Jakarta – Sektor Halal Value Chain (HVC) mencatat kontribusi sebesar 27,34 persen terhadap Produk Domestik Bruto (PDB) nasional pada kuartal III 2025, setara dengan Rp4.832 triliun.
Menteri Agama RI yang juga Ketua Umum Ikatan Ahli Ekonomi Islam Indonesia (IAEI), Nasaruddin Umar, menyatakan ekonomi halal telah menjadi pilar utama pertumbuhan nasional dengan basis pasar luas dan integrasi dari hulu ke hilir.
Kinerja keuangan syariah juga menunjukkan perkembangan positif. Hingga Oktober 2025, pangsa pasar keuangan syariah Indonesia mencapai 30,3 persen dari total aset keuangan nasional.
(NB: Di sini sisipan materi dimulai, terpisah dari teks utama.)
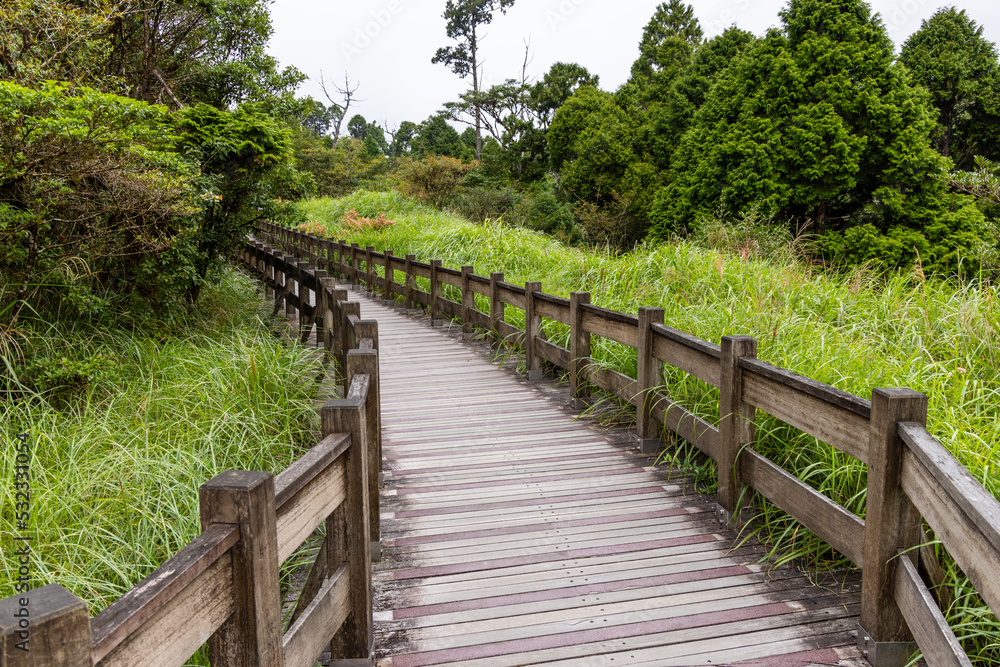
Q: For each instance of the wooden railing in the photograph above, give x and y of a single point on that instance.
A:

Nasaruddin menyebutkan kepercayaan investor internasional terus meningkat. Sepanjang 2023, terdapat sekitar 40 transaksi investasi di sektor halal dengan total nilai 1,6 miliar dolar AS.
Indonesia mempertahankan posisi ketiga dunia pada Global Islamic Economy Indicator (GIEI) 2024/2025, di bawah Malaysia dan Arab Saudi.
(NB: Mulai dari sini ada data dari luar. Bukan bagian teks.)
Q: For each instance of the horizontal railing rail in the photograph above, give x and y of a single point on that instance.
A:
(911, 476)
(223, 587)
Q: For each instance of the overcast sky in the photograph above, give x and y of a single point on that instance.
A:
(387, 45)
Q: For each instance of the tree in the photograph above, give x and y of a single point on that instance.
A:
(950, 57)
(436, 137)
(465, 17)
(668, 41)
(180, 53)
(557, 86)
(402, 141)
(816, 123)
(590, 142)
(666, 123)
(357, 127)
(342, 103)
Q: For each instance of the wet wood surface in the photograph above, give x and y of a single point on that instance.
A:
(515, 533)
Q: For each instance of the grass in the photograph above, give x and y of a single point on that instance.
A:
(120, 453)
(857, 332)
Pemerintah berencana memperkuat sektor ini melalui diplomasi ekonomi yang lebih luas. Memanfaatkan posisi sebagai Ketua D-8 periode 2026-2027, Indonesia menargetkan penguatan posisi dalam rantai nilai global.
Nasaruddin menegaskan Indonesia ingin tampil sebagai mitra strategis yang menghubungkan berbagai pasar, memfasilitasi arus investasi, serta membuka peluang kemakmuran bagi masyarakat global.